Parça parça sokağa atılan mültecilere, bize destek veren tiyatro salonlarında ya da bazı altarnativ evlerde yerler bulmaya çalışıyoruz. Mültecilere yatacak yer vermek isteyenlere bir irtibat telefon nuarası verdik ve buradan yatacak yerleri organize ediyoruz. Ancak geçici yatacak yer bulmak bu sorunu çözmez bunun farkındayız.
Havaların soğumaya başladığı, böylesi bir mevsimde neden mülteciler sokağa atılıyor. Bunun nedenini anlamak için son günlerde gazetelere röportajlar veren Almanya içişleri bakanlığı yetkililerinin beyanlarına bakmak yeterlidir.

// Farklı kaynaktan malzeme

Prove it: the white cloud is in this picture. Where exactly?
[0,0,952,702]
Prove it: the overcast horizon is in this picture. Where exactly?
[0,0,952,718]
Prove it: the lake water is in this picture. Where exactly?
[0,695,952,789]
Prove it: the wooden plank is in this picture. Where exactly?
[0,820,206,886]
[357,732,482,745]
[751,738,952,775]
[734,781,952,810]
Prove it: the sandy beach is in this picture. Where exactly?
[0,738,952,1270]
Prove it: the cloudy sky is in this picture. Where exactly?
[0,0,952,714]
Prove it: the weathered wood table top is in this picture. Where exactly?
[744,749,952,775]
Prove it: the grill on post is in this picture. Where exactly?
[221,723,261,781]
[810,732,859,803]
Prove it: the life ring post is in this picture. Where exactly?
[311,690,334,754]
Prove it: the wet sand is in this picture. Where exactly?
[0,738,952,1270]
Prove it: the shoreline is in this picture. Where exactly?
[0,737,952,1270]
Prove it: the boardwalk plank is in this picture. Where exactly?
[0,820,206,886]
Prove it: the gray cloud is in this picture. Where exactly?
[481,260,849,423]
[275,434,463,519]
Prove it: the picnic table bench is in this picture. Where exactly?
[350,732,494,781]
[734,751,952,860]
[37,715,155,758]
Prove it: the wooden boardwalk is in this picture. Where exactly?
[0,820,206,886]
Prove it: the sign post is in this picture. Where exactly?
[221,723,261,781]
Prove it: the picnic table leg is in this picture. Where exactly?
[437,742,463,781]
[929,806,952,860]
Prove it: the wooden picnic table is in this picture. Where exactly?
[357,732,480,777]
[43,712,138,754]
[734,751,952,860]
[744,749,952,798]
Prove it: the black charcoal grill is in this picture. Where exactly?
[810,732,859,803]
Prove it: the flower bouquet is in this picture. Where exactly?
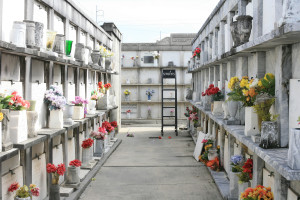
[44,85,66,129]
[8,182,40,200]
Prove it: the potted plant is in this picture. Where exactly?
[9,92,30,143]
[81,138,94,168]
[90,127,107,157]
[240,185,274,200]
[229,155,243,198]
[8,182,40,200]
[47,163,66,200]
[124,89,131,101]
[66,160,81,185]
[146,89,155,101]
[72,96,88,120]
[44,85,66,129]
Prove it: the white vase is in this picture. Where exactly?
[245,107,259,136]
[227,101,239,121]
[72,106,84,120]
[88,100,97,114]
[9,110,28,144]
[49,109,64,129]
[212,101,223,115]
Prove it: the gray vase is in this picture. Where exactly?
[259,121,279,149]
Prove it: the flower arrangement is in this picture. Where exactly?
[72,96,88,106]
[81,138,94,149]
[124,89,131,95]
[237,158,253,182]
[8,182,40,198]
[8,91,30,110]
[47,163,66,185]
[241,185,274,200]
[44,85,67,110]
[69,160,81,167]
[146,89,155,96]
[230,155,244,172]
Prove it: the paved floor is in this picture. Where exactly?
[81,127,222,200]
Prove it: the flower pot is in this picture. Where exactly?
[9,110,28,144]
[245,107,259,136]
[212,101,223,115]
[229,171,240,199]
[65,40,73,57]
[259,121,279,149]
[23,20,35,48]
[49,109,64,129]
[66,166,80,184]
[64,104,74,125]
[34,22,44,48]
[81,147,93,168]
[288,128,300,170]
[27,111,38,138]
[74,43,85,62]
[88,100,97,114]
[94,140,104,157]
[227,101,239,121]
[208,148,218,160]
[49,184,60,200]
[72,106,84,120]
[53,34,65,54]
[46,30,56,51]
[239,182,251,199]
[236,15,253,44]
[10,21,26,48]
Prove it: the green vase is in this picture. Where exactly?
[66,40,73,57]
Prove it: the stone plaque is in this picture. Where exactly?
[32,154,47,200]
[1,166,23,200]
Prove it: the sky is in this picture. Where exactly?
[73,0,219,43]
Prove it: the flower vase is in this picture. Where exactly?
[94,140,104,157]
[88,100,97,115]
[72,106,84,120]
[9,110,28,144]
[81,148,93,168]
[49,184,60,200]
[49,109,64,129]
[259,121,279,149]
[239,182,251,199]
[229,171,240,199]
[245,107,259,136]
[227,101,239,121]
[212,101,223,115]
[66,166,80,184]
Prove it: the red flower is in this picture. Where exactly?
[81,138,94,149]
[69,160,81,167]
[56,164,66,176]
[110,121,118,128]
[47,163,56,174]
[8,182,20,192]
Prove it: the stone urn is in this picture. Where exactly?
[34,22,44,48]
[236,15,253,45]
[53,34,65,54]
[23,20,35,48]
[259,121,279,149]
[74,43,85,62]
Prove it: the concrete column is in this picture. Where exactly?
[252,0,263,39]
[275,45,292,147]
[218,20,225,56]
[252,154,265,186]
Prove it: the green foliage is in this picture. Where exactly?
[253,98,278,121]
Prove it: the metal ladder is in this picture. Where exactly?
[161,69,178,136]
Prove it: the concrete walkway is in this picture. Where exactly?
[81,127,222,200]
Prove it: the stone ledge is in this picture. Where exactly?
[190,101,300,181]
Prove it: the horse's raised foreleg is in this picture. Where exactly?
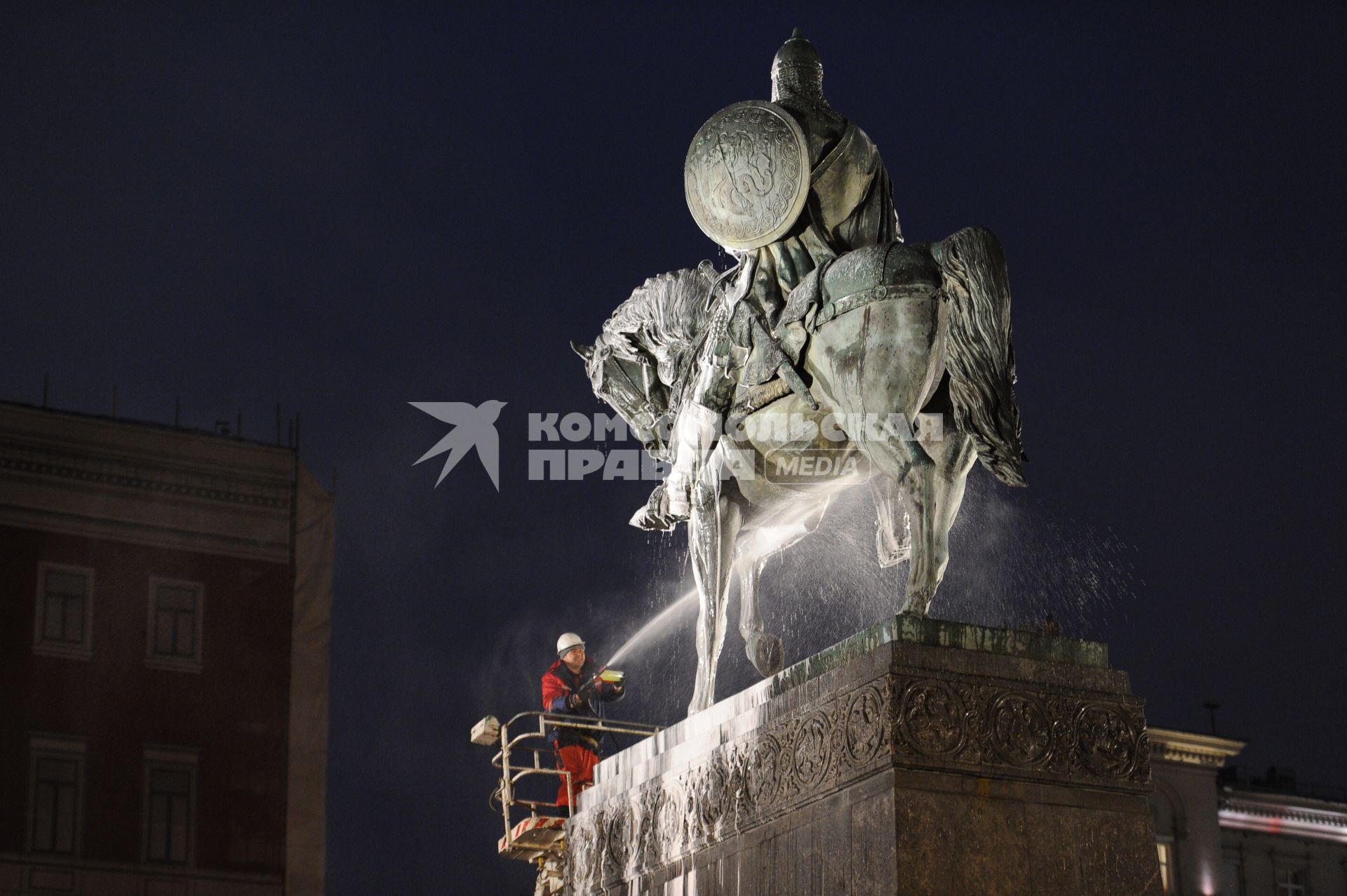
[687,479,742,716]
[870,476,912,568]
[902,431,978,616]
[734,499,829,678]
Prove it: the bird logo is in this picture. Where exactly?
[408,399,505,492]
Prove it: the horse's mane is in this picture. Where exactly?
[603,262,716,361]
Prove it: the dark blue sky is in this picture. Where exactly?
[0,4,1347,896]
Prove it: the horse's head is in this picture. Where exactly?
[571,333,669,460]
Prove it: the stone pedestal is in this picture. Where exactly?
[567,617,1160,896]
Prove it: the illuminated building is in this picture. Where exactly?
[1151,728,1347,896]
[0,403,333,896]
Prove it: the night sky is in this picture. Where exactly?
[0,3,1347,896]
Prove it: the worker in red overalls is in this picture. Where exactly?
[543,632,625,805]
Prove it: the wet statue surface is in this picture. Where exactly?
[575,32,1025,713]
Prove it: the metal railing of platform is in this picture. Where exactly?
[473,711,662,861]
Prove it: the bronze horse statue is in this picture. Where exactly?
[575,228,1026,714]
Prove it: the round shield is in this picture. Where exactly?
[683,100,810,250]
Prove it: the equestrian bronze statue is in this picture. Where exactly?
[575,32,1025,713]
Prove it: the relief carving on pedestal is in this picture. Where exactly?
[893,678,1151,786]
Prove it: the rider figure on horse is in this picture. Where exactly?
[631,28,902,528]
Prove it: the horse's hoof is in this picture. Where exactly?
[745,632,785,678]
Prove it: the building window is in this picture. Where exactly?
[28,735,86,855]
[1155,839,1174,893]
[145,578,202,672]
[32,563,93,659]
[1277,868,1305,896]
[144,747,196,865]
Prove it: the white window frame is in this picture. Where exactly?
[140,744,199,868]
[25,732,89,858]
[1273,864,1309,896]
[145,575,206,672]
[1155,834,1179,893]
[32,561,94,660]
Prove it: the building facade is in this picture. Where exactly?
[0,403,334,896]
[1151,728,1347,896]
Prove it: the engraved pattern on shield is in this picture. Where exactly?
[683,101,808,249]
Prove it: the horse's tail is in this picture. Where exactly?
[932,228,1028,485]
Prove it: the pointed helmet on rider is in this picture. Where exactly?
[772,28,830,109]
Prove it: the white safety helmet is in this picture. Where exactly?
[556,632,584,656]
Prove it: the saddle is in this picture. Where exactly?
[730,241,943,419]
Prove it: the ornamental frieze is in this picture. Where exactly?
[893,678,1151,787]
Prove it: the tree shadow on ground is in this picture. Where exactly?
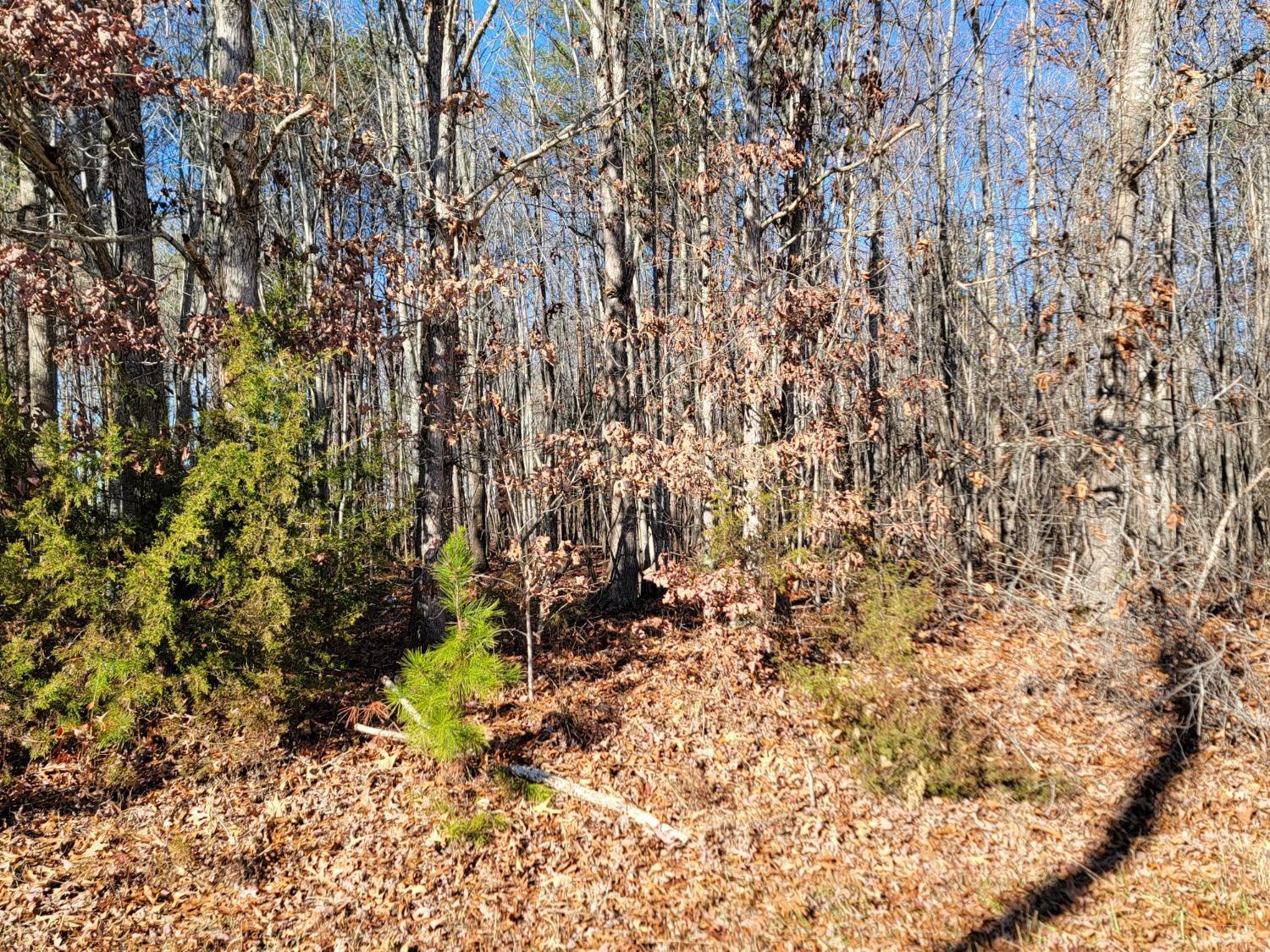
[945,630,1201,952]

Die Weld gazetesine röportaj veren içişleri bakanlığı yetkilisi Thomas de Meizere diyor ki; “Almanya’daki mülteci sayısı 200 bini buldu. Çok sayıda mülteci hakkında sınırdışı kararı olmasına rağmen hala bu insanlar Almanya sınırları içinde yaşamaya devam ediyorlar. Mültecileri hızlı bir biçimde sınırdışı etmek için yeni bir yasaya ihtiyaç vardır.” İçişleri bakanlığı yetkilisi, verdiği röportajda; mülteci grevi direnişinde yer alanları ve Oranienplatz’ın isminide zikrediyor. Kayıtlı bulundukları mülteci kamplarında kalmayan mültecilerin bu kamplara geri gönderileceğini söylüyor.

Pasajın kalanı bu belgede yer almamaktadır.